People in their eighties in my area are now being pressured by others in their blocks to sell. In blocks with strata renewal schemes, residents can be forced out due to the 75 per cent rule, which does not exist in other States. These people thought they were moving into their homes forever. They are not only being forced out of their homes but also at risk of not being able to buy in the area and having to move away. That is because the apartments replacing the ones coming down are simply too expensive and not diverse. Some people are too old to move. Another example is of nine affordable apartments being lost and people like nurses having to move out and relocate completely out of the area. My area condemns the low‑ to mid‑rise planning controls of the Government.

The NB council had prepared a Community Participation Plan which was put aside when the State Government announced that there would be a state-wide Plan. However, at its May 19 2026 Meeting the council resolved to place its DCP and LEP for the whole LGA on exhibition within the next few months.


Although the MP for Pittwater has focused on Mona Vale, as the lists apply to anywhere these DA types are allowed under current or to come council DCP's and LEP's, and the state government's passed in 2025 planning reforms, Mona Vale is not the only place in Pittwater that will be exempt from community or public consultation on those developments listed. 

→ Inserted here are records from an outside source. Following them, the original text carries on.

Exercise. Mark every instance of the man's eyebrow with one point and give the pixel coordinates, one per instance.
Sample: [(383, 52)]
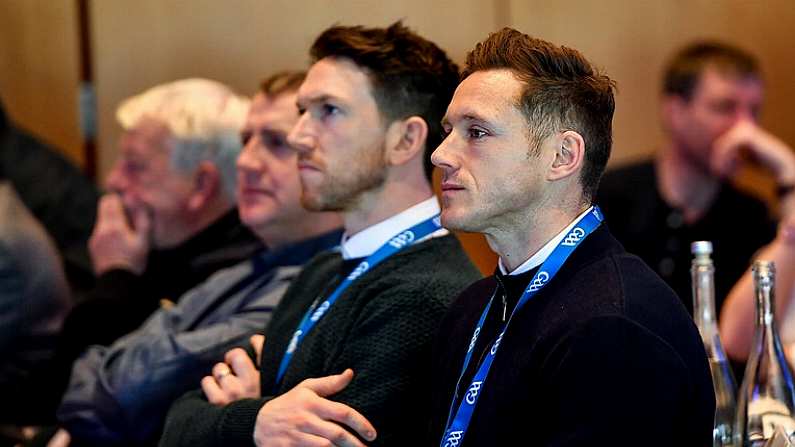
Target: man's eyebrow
[(315, 99), (468, 117)]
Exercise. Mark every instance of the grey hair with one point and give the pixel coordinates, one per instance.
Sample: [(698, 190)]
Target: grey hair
[(204, 118)]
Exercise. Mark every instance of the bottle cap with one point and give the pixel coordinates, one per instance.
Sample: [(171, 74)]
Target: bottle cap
[(701, 248)]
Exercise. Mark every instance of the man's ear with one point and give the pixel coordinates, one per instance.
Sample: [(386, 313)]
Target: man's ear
[(405, 139), (206, 184), (569, 155)]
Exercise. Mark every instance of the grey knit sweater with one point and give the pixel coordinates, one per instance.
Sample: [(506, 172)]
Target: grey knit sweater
[(382, 327)]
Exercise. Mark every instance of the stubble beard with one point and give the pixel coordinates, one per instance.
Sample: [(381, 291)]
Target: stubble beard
[(342, 191)]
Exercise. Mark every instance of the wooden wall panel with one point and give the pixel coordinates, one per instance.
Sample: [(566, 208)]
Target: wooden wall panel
[(142, 43), (39, 70), (633, 40)]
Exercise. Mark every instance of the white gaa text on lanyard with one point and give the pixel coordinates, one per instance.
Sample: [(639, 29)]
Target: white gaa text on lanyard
[(454, 431), (394, 245)]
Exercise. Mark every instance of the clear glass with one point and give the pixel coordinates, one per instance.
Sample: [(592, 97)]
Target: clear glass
[(767, 396), (702, 272)]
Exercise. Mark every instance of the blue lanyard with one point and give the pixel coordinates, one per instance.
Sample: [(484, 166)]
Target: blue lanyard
[(454, 431), (394, 245)]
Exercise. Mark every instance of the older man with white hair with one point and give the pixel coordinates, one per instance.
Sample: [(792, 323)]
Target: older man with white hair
[(119, 394), (169, 218), (167, 222)]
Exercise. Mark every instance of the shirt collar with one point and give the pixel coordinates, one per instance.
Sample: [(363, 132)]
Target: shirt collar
[(541, 255), (367, 241)]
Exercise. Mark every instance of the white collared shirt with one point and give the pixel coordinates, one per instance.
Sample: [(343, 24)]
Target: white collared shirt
[(367, 241), (541, 255)]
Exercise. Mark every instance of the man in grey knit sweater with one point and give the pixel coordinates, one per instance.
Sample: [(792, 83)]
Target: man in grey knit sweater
[(347, 347)]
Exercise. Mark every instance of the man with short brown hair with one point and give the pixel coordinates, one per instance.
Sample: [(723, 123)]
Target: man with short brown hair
[(572, 341), (712, 95), (347, 347)]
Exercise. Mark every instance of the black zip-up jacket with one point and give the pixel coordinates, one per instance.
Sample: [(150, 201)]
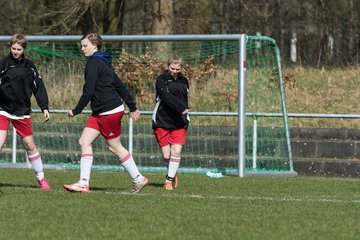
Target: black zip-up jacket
[(19, 80), (103, 87), (171, 102)]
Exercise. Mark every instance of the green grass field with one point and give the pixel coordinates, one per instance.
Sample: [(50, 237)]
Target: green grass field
[(201, 208)]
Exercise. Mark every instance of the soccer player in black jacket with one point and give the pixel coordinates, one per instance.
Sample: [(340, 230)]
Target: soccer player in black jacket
[(19, 80), (104, 89), (171, 117)]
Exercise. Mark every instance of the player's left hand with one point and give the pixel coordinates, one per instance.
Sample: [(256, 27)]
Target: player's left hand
[(135, 115), (46, 115)]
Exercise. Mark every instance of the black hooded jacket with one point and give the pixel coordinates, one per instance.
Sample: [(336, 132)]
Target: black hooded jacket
[(103, 86), (171, 102), (19, 80)]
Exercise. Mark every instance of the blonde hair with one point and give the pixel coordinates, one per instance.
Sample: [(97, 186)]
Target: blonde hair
[(95, 39), (19, 39), (175, 58)]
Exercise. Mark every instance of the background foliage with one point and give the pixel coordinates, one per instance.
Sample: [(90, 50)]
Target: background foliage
[(327, 31)]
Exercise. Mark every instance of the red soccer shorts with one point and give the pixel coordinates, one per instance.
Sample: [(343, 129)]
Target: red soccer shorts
[(23, 126), (172, 136), (108, 125)]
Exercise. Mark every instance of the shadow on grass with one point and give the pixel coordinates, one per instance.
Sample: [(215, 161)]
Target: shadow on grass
[(18, 185)]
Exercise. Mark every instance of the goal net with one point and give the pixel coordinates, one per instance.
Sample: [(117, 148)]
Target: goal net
[(213, 69)]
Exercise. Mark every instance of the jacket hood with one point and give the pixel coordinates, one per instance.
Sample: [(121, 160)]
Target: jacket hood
[(104, 56)]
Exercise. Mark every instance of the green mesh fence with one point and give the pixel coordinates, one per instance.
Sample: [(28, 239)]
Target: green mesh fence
[(212, 139)]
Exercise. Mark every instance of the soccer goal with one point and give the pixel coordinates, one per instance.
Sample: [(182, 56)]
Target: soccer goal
[(238, 114)]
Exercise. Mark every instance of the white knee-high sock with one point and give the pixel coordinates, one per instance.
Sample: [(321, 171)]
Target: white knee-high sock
[(130, 166), (174, 163), (36, 163), (85, 168)]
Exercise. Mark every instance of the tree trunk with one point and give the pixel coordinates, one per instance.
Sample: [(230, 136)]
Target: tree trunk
[(162, 23)]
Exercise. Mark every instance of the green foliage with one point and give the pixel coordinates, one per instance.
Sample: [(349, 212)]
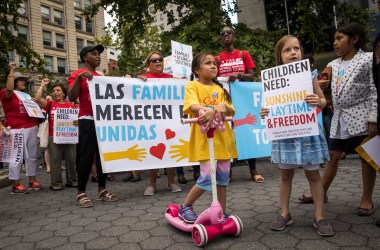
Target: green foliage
[(10, 42), (317, 20)]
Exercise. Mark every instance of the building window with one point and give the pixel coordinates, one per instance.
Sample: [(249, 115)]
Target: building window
[(46, 38), (77, 3), (22, 62), (58, 17), (80, 64), (45, 14), (22, 32), (87, 3), (89, 27), (60, 41), (78, 23), (61, 63), (23, 10), (80, 44), (48, 63)]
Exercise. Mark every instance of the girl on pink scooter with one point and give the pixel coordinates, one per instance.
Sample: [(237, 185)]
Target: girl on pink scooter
[(208, 95)]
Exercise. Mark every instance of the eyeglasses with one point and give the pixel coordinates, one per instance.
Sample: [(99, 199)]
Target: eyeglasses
[(226, 33), (155, 60)]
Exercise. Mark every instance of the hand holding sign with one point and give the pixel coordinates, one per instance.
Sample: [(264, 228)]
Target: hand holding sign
[(45, 82), (180, 151), (133, 153)]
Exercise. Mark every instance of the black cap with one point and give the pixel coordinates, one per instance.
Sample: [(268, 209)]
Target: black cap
[(87, 49)]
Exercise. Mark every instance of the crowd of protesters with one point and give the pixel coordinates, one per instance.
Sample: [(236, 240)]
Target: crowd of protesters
[(351, 85)]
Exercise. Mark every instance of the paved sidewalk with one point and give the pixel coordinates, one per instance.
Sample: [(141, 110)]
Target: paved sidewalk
[(52, 220)]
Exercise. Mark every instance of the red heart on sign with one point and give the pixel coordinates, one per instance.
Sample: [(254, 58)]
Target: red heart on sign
[(158, 151), (169, 134)]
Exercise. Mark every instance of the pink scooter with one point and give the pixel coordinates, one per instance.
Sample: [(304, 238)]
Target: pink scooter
[(210, 223)]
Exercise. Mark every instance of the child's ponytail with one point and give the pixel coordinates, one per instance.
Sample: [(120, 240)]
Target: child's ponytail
[(227, 95)]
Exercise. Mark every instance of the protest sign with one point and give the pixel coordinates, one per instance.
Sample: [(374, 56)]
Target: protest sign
[(11, 147), (249, 128), (284, 90), (31, 107), (64, 130), (168, 65), (138, 124), (182, 56)]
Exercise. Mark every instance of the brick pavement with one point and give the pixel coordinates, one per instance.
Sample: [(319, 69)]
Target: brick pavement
[(51, 220)]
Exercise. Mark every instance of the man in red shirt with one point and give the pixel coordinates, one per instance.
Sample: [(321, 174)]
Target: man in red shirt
[(88, 146), (236, 65)]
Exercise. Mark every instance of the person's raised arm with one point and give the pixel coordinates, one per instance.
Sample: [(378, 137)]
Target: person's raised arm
[(74, 90), (10, 80), (38, 98)]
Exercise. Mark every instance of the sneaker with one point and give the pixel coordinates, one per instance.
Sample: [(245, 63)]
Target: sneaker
[(19, 189), (187, 214), (280, 223), (174, 188), (323, 228), (34, 185)]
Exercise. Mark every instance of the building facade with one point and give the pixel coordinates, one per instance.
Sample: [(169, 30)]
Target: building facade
[(57, 30)]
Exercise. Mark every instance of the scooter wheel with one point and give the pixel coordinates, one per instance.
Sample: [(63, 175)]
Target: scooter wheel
[(238, 223), (199, 235)]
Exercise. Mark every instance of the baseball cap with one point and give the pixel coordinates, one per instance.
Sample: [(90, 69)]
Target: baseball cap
[(19, 76), (87, 49)]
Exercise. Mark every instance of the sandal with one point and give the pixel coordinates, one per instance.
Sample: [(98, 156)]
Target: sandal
[(83, 201), (258, 178), (110, 177), (104, 195)]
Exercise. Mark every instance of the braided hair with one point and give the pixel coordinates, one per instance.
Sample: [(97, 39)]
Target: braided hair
[(196, 63)]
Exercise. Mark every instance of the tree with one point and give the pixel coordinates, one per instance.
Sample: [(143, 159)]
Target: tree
[(317, 21), (9, 42)]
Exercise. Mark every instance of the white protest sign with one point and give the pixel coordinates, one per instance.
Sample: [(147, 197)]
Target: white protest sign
[(64, 130), (11, 147), (31, 107), (182, 56), (372, 147), (168, 65), (284, 90), (138, 124)]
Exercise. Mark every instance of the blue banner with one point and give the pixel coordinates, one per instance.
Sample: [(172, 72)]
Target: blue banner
[(249, 129)]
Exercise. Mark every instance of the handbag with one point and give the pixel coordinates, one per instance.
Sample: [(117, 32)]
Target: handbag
[(43, 130)]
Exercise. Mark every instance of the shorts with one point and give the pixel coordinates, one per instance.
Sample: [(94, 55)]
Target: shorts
[(346, 145), (305, 167), (223, 168)]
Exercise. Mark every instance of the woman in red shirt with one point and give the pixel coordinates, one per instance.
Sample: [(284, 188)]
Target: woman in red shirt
[(18, 119), (56, 150)]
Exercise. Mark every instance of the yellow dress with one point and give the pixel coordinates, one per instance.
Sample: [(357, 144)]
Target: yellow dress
[(224, 142)]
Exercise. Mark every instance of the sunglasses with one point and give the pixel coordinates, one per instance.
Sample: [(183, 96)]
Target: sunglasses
[(155, 60), (225, 33)]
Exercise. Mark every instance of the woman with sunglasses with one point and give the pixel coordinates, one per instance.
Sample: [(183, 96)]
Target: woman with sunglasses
[(236, 65), (155, 69)]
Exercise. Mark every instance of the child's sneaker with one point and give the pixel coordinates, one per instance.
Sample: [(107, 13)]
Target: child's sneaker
[(34, 185), (19, 189), (280, 223), (187, 214)]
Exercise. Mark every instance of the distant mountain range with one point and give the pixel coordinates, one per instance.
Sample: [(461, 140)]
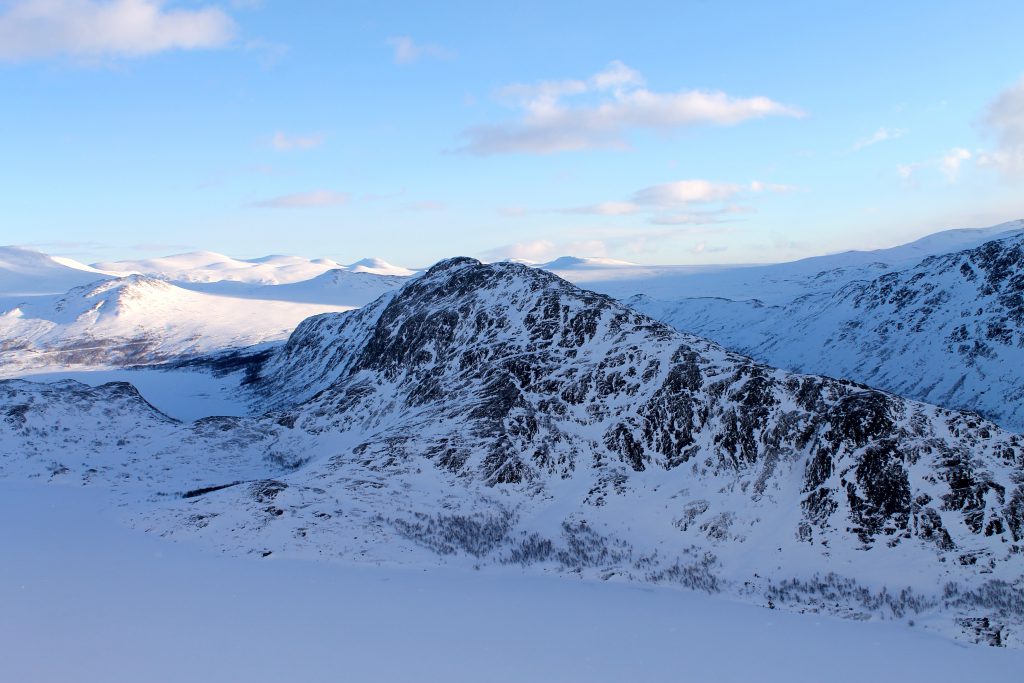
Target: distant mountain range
[(948, 330), (498, 415), (57, 313)]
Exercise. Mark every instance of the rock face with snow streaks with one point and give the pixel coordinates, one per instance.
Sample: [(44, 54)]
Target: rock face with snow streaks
[(501, 415)]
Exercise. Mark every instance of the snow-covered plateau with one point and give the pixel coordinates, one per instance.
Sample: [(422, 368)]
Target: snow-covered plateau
[(499, 417), (367, 445)]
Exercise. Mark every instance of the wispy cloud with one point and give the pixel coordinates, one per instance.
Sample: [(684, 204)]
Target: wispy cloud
[(284, 142), (1005, 120), (424, 206), (545, 250), (617, 103), (669, 203), (89, 29), (318, 198), (407, 50), (948, 164), (881, 135)]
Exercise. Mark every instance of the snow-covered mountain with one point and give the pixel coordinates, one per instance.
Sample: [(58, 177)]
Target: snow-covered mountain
[(499, 415), (138, 319), (948, 330), (772, 284), (213, 267), (25, 272), (56, 313)]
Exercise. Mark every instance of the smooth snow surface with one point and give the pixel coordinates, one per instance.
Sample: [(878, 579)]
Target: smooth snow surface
[(772, 284), (85, 599), (182, 393), (25, 272), (276, 269)]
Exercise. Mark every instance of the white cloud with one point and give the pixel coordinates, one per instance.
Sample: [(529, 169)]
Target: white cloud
[(424, 206), (619, 102), (759, 186), (666, 202), (1005, 120), (950, 163), (317, 198), (606, 209), (407, 50), (686, 191), (881, 135), (41, 29), (283, 142), (544, 250)]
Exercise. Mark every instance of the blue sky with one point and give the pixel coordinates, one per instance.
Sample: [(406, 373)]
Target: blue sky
[(656, 132)]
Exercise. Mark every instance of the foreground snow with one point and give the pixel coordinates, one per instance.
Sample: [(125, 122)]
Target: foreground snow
[(85, 599)]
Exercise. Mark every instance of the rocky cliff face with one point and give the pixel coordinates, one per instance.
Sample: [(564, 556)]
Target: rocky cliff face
[(948, 331), (496, 414)]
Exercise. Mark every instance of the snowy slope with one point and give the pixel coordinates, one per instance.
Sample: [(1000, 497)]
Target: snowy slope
[(774, 284), (74, 582), (949, 330), (212, 267), (338, 287), (498, 415), (138, 319), (25, 272)]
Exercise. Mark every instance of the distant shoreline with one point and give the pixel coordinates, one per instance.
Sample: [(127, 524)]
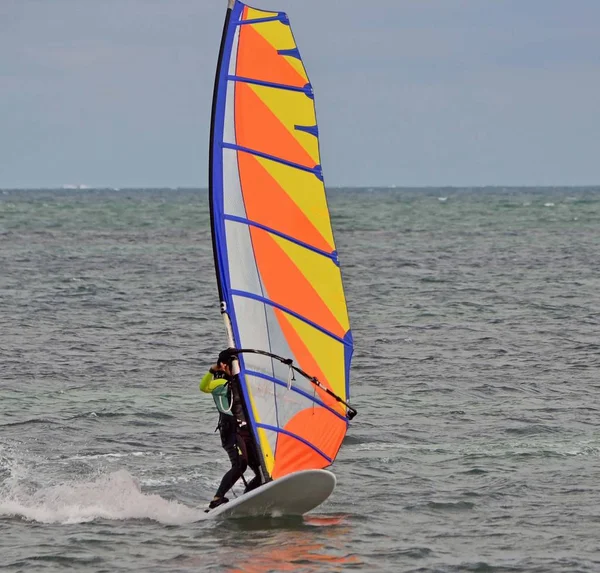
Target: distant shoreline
[(454, 188)]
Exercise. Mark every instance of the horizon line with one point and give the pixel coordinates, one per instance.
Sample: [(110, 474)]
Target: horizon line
[(327, 187)]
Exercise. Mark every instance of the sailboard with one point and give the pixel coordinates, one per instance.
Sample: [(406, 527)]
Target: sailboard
[(278, 271)]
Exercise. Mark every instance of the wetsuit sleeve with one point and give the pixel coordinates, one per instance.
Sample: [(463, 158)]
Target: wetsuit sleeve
[(209, 383)]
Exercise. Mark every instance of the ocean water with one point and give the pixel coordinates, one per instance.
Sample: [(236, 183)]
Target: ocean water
[(476, 375)]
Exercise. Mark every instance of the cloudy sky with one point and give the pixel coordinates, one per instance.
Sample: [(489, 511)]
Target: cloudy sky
[(408, 92)]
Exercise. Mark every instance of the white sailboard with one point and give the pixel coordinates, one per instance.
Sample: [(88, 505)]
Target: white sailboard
[(293, 494), (278, 272)]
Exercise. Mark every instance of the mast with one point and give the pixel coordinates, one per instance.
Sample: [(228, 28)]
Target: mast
[(214, 156)]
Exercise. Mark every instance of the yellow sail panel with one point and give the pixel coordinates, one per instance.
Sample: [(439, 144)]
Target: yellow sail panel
[(319, 352), (292, 109), (324, 277), (307, 192)]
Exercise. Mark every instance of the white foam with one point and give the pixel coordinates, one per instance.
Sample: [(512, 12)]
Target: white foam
[(113, 496)]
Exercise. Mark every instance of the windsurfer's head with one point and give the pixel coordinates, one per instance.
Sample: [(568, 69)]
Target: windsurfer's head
[(225, 357)]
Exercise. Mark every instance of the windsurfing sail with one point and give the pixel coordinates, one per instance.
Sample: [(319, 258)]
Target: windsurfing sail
[(277, 266)]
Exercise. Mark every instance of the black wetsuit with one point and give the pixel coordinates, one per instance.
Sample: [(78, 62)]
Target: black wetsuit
[(237, 441)]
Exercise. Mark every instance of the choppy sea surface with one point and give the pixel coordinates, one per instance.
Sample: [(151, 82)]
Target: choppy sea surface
[(476, 317)]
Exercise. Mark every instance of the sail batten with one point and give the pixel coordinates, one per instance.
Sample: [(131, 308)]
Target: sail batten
[(330, 255), (307, 89), (289, 311), (316, 170), (277, 265)]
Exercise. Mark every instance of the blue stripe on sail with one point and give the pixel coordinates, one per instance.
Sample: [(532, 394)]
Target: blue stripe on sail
[(264, 300), (348, 350), (312, 129), (278, 18), (296, 437), (306, 89), (297, 390), (316, 170), (332, 255)]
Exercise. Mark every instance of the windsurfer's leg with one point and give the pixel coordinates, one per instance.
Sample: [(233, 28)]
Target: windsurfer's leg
[(238, 465), (253, 464)]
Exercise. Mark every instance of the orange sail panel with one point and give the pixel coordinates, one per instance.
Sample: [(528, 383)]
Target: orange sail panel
[(277, 266)]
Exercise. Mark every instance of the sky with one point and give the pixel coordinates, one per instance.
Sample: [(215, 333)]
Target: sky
[(118, 93)]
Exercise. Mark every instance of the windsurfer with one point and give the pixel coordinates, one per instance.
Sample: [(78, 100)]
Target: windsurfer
[(236, 437)]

The first immediate neighbours and the community may know of these, is just 7 days prior to construction commencing.

You can read the Exhibition Documents; Draft Community Participation Plan and Discussion Paper made available and make a submission on the Have Your Say webpage. Additional questions can be directed to the project team at CPP@dphi.nsw.gov.au

Submissions close 3 June 2026.

Climate Change and Natural Hazards SEPP
Earlier this year the Minns Government announced it is 'further streamlining planning approvals, while making sure new homes and infrastructure are built to better withstand the extreme weather impacts and natural disasters caused by climate change'. The government stated this while announcing it is seeking feedback on the 'Climate Change and Natural Hazards SEPP' until March 17 2026.

Local and state environment groups state the Climate Change and Natural Hazards SEPP supports more buildings to go in areas that should not be built in, which creates more hazards and greater impact again on the natural environment.

Concurrently, the government opened feedback on its Draft Sydney Plan, where, once again, not destroying the environment is not a high priority. In fact it is listed as 5th out of 7 Priorities. This was made available December 12 2025, when most people had clocked off for the year. Visit: www.planningportal.nsw.gov.au/draftplans/exhibition/sydney-plan


and:
Avalon Beach village April 2026 - filling the whole block with two-storeys of concrete 'townhouses' one street main from main shopping area.